井奈波 朋子 弁護士 インタビュー
弁護士を目指したきっかけ
母が大変苦労をしたため、子供の頃から「女性でも手に職をつけて自立しなければならない」と教育されました。そこで弁護士ではなくても何か専門性を身につけたいと思っていました。高校生のとき将来を考え、出身地の岐阜に留まるのではなく、もっと広い世界を知りたいと思いました。
そこで、どうしても東京に出てきたかったのですが、それには何かかっこいい理由が必要で、それで司法試験を受けるといって上京したのです。本当は大学で歴史を勉強したかったのですが、そんな理由では東京に出してもらえないと思いました。また、弁護士の資格を持っていれば、弁護士業務以外の業務をした場合でも、自分に対する信用になるとも思いました。
現在の仕事状況
知的財産権の分野の法律相談、特に、著作権、商標、不正競争防止法に関するものが多いです。また、フランスの大学院に留学していたことから、フランス法、特にフランスの知的財産権に関する調査の仕事もあります。
弁護士なった後にフランスに留学した理由
もともと歴史が好きで、特にフランスの歴史に興味がありました。歴史を勉強するにはその国の言葉を勉強しなければならないと思い、フランス語の勉強をはじめました。折角フランス語を勉強したので、もう少し専門的なことに、できれば仕事で使えるようになりたいと思い、フランスの大学の私法修士コースに留学することにしたのです。
印象に残っている事案(事件)
弁護士になって1年目の事件が印象に残っています。その当時、コンピュータ・プログラムの著作権が問題となった事件など先端をいく事件に関与することができました。いまから思えば、法的知識や依頼者への対応など随分と未熟だったなと思います。当時の依頼者の方やボスの指導には大変感謝しています。
仕事の中で嬉しかったこと
仕事でお付き合いが始まり、今でもお付き合いが続いている方々がいます。仕事とは全然関係なく声をかけていただけるということは大変嬉しく思います。
弁護士になって大変だと感じること
いろいろな依頼者がいて、中には嘘を言う依頼者もいますので、対処が難しいことがあることですね。
休日の過ごし方
パワーヨガで体を鍛えたり、平日の夜にはワインスクールに通ったり、音楽を聴いたり、仕事では使わない脳みその別の部分を使うことで気分転換をしています。そのほか、平日の夜や休日を使って、原稿を書いています。
弁護士としての信条・ポリシー
あまり大それたことは思っていません。自分のできる、自分の特性を生かしたことを一つ一つこなしていきたいです。
依頼者に対して気をつけていること
さまざまなタイプの依頼者の方がいますので、依頼者の個性に合わせてきちんと対応していくということです。
関心のある分野
やはり、フランス法と知的財産法全般に関心があります。知的財産法に関連しますがインターネット関係の分野にも興味があります。プライバシーや肖像権、電子商取引の問題、また著作権や商標権など様々な法律が絡んでくる分野で、非常に面白いと思います。
今後の弁護士業界の動向
かなり厳しくなっていくと思います。弁護士を大増員したのに対してニーズが追いついていないのが現状です。企業のキャリアシステムの問題もあり、企業からの採用ニーズも少ないようです。
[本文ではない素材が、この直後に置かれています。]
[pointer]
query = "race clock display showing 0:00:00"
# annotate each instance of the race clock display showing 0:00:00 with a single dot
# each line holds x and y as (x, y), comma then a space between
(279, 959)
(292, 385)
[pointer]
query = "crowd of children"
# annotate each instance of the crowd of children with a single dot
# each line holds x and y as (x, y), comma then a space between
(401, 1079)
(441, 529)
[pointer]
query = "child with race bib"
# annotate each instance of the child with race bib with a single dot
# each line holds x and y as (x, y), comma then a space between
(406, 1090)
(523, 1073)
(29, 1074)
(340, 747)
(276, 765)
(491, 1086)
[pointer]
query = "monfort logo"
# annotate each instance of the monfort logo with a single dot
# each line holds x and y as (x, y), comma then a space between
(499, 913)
しかし、弁護士の活躍できる場というのは、訴訟や法律相談に限らず、もっとあると思います。私が行っているようなフランス法の調査もその一つではないかと思います。弁護士が活躍できる場というのは、工夫すれば、もっと広がるのではないかと思います。
今後のビジョン
フランス関係の仕事ができたらと思います。まだうまく掘り起こせていませんが、ニーズはあるのではないかと思います。フランスの法律事務所とのつながりもありますし、そのような方面で仕事をしていけたらいいですね。
ページを見ている方へのメッセージ
弁護士というと、一般的に、争いごとのイメージがあると思います。しかし、弁護士というのは、ものごとを円満に解決するために努力しています。ですから、深刻な事態になる前に早めに相談に来て欲しいと思います。
一番良いと思うのは、なにか物事に着手する前に法律的な問題がないかどうか、相談されることです。なかには深刻になるまで放置されている方がいらっしゃいますが、そのときにはどうにもならないことが多いですし、お金もより多くかかってしまいます。